For example, in Germany the taxes on industrial wastewater discharges are applied on quantity and quality of direct discharges to surface water bodies (that means often discharges of public wastewater treatment plants), while in Italy, the fees are proportional to the indirect charges sent to sewer (that means before entering the public wastewater treatment plants). The same in UK, where analyses of discharges into sewer are the main factor influencing industrial wastewater fees.
Also the basic (without considering metals or recently recognised micropollutants) controlled parameters are not at all the same: the more common ones are Flow and COD, Germany adds as common also Nitrogen and Phosphorus, while UK in the standard Mogden Formula has neither Nitrogen nor Phosphorus, but differently from Germany considers Suspended Solids too. Italy is using as usual control parameters Flow, COD, Nitrogen, Phosphorus and Suspended Solids.
In the specific, for Italy, the weights used to add up the influence of the single quality parameters on the global costs of the wastewater treatment are respectively 52% for COD, 28% for SST, 15% for Nitrogen and 5% for Phosphorus. In the last years the unitary wastewater fee and related calculation coefficients, locally set in a new legislation dating back to the year 2020, are periodically updated and normally increased to reflect the effect of increased investments by managing utilities and so on. For the standard pollutants the reference wastewater effluent, to which are compared the measured wastewater concentrations for the calculation of the variable part of the fee, has the following composition: 160 mg/l for COD, 80 mg/l for SST, 10 mg/l for Nitrogen and 1 mg/l for Phosphorus. Even if normally a wastewater treatment plant is treating the wastewater collected in the sewer, the above set benchmarking concentrations are already those fixed from Italy for industrial discharge into surface water body (for COD and SST: see attached table) and into sensitive areas (for Nitrogen and Phosphorus: see values from my first post).
For Germany the main used weights are 50% for COD, 25% for Nitrogen and 3% for Phosphorus.
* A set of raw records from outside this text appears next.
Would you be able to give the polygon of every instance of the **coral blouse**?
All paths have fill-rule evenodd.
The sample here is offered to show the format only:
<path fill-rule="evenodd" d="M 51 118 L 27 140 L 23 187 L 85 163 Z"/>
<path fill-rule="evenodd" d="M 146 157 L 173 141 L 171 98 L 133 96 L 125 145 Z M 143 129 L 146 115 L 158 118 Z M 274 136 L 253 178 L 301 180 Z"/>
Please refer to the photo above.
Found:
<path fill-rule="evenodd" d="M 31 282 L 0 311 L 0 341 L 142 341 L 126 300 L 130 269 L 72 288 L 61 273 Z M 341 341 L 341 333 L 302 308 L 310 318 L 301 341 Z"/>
Here the unitary wastewater tax has not been changed since 1997, but a reform process is about to be carried out; moreover, up to now is not used a reference wastewater effluent for the calculation of the tax, instead are normally considered the concentrations set by the discharge permit. These concentrations cannot in any case be bigger than those set into the German Wastewater Ordinance, according to the dimension of the corresponding wastewater treatment plant (as from values in my first post).
Would be interesting to know more deeply what other countries, not only in Europe, do for the wastewater tax in terms of quality and quantity and if the majority is applying fees to discharges into sewer (easier to apply the polluter pays principle) or into superficial waters (probably easier to calculate cuz normally referring only to the wastewater treatment plants and not to each single industrial polluter). An exchange of experiences may also help to improve existing models, maybe to lighten them, however always with the aim of protecting more and not less the natural environment, also in view of the new pollutants that are being discovered/regulated.